Month: May 2025

  • Along the Leete

    (Sunday 14th April, 2024)

            Stu and I were at Loggerheads this morning. ‘But they get on so well together!’ I hear you say. So, to avoid any misunderstanding, we were both at Loggerheads Country Park in Denbighshire, which is a popular wooded area through which the river Alyn flows. (Actually, when I say flow…well, I will come back to that later).

    It was virtually mud-free on the path now, and: in fact, this was the first time we walked the full length of the Leete for quite some time. It was a refreshing change to not get bogged down!

        We saw blue tits, great tits, robins, blackbirds and what Stu thought was a chaffinch, and what I thought was a stonechat – I was convinced the bird had a black head but it only appeared fleetingly so its identity will remain forever unknown. The forest floor was bedecked with a range of flowering plants: there were creamy-yellow primroses, bluebells, dandelions, daisies, wood violets, celandines, campion, and the odd residual clump of daffodils. We also spotted a single group of wood anemones on the far bank before crossing the bridge to join the Leete path. Colour was everywhere and such a contrast to earlier visits in the year when, apart from the few conifers, everything was a dull and neutral shade.

        Towards the end of the Leete path at the Cilcain end, we saw that many of the trees had been coppiced. Not only does this allow in more light due to the clearing of the canopy, but it also opens up the views down to the valley floor and across to Moel Famau and the Clwydian range. Coppicing is carried out regularly to encourage plant and tree growth and sustainability.

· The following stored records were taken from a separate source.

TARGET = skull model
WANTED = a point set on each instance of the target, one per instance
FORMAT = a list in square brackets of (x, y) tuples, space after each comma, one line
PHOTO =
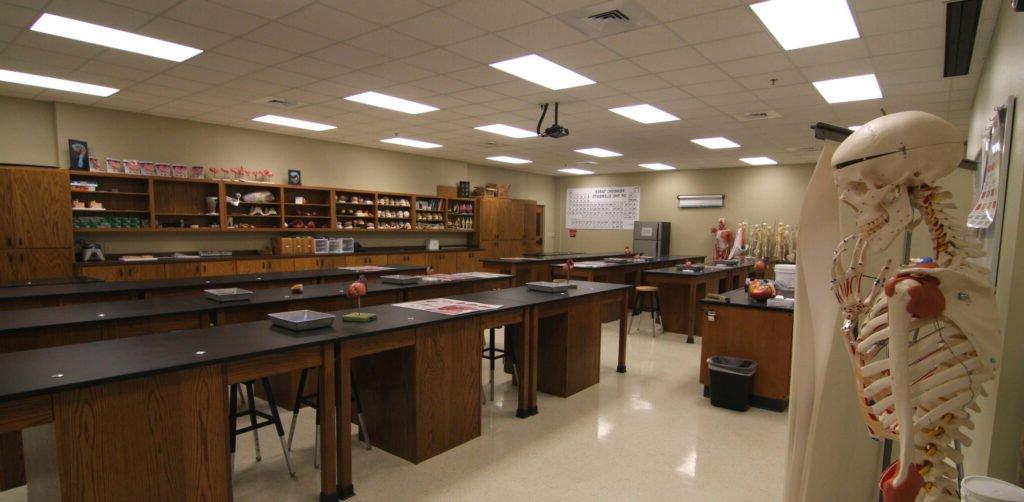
[(923, 342)]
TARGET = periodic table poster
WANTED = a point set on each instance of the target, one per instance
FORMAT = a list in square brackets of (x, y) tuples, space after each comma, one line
[(602, 207)]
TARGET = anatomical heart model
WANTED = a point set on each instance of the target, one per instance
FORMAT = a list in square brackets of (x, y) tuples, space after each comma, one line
[(924, 339)]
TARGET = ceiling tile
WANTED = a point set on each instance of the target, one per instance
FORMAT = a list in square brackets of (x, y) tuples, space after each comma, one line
[(642, 41), (543, 35), (738, 47), (215, 16), (438, 28), (290, 39), (717, 26), (329, 23), (390, 43)]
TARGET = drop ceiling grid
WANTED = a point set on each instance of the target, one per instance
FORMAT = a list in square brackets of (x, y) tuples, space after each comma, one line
[(706, 60)]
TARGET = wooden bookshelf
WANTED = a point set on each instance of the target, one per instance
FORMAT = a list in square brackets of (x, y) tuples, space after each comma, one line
[(154, 204)]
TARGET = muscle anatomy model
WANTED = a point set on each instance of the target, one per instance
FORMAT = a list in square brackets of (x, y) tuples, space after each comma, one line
[(923, 339)]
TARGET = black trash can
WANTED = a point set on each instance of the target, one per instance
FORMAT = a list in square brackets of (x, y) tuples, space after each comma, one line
[(731, 381)]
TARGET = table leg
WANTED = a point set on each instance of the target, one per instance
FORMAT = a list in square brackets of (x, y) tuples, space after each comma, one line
[(328, 441), (535, 336), (622, 332), (343, 393)]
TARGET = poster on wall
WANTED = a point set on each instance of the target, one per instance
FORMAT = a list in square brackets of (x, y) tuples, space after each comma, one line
[(602, 207)]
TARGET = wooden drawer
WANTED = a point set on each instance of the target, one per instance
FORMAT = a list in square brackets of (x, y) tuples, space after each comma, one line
[(218, 268)]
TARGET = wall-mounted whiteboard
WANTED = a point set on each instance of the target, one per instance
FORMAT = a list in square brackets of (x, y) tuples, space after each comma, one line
[(602, 207)]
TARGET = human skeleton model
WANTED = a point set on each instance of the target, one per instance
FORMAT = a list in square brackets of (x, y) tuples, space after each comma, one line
[(924, 341), (723, 240)]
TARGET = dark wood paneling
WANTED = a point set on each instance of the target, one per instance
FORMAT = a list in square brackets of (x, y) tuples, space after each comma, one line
[(175, 423)]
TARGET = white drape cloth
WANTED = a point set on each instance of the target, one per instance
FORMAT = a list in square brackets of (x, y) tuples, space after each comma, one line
[(829, 456)]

        Today the river Alyn was in full spate. As I intimated at the beginning, the Alyn’s water flow is not always constant and can vary considerably; this being most noticeable during prolonged dry weather spells, when the level drops and the bed runs dry particularly at the far end of the Leete Path. ‘Leat’ (also spelled ‘lete’ and ‘leet’) is defined in the Merriam-Webster dictionary as ‘an artificial water trench leading to or from a mill’, and there is indeed an old mill by the Visitor Centre which was a corn mill and later a sawmill in its working life. River levels drop of course, but the Alyn also flows underground quite extensively at certain points because of natural gaps in the limestone bed which swallows a lot of the water, much of which is also carried into an underground cave system to the north of the park. Often, as you travel the Leete path in a north-westerly direction, the bare stones of the riverbed are the only markers of the river. I must point out though that this is mainly during prolonged dry spells, and when the temperature has risen.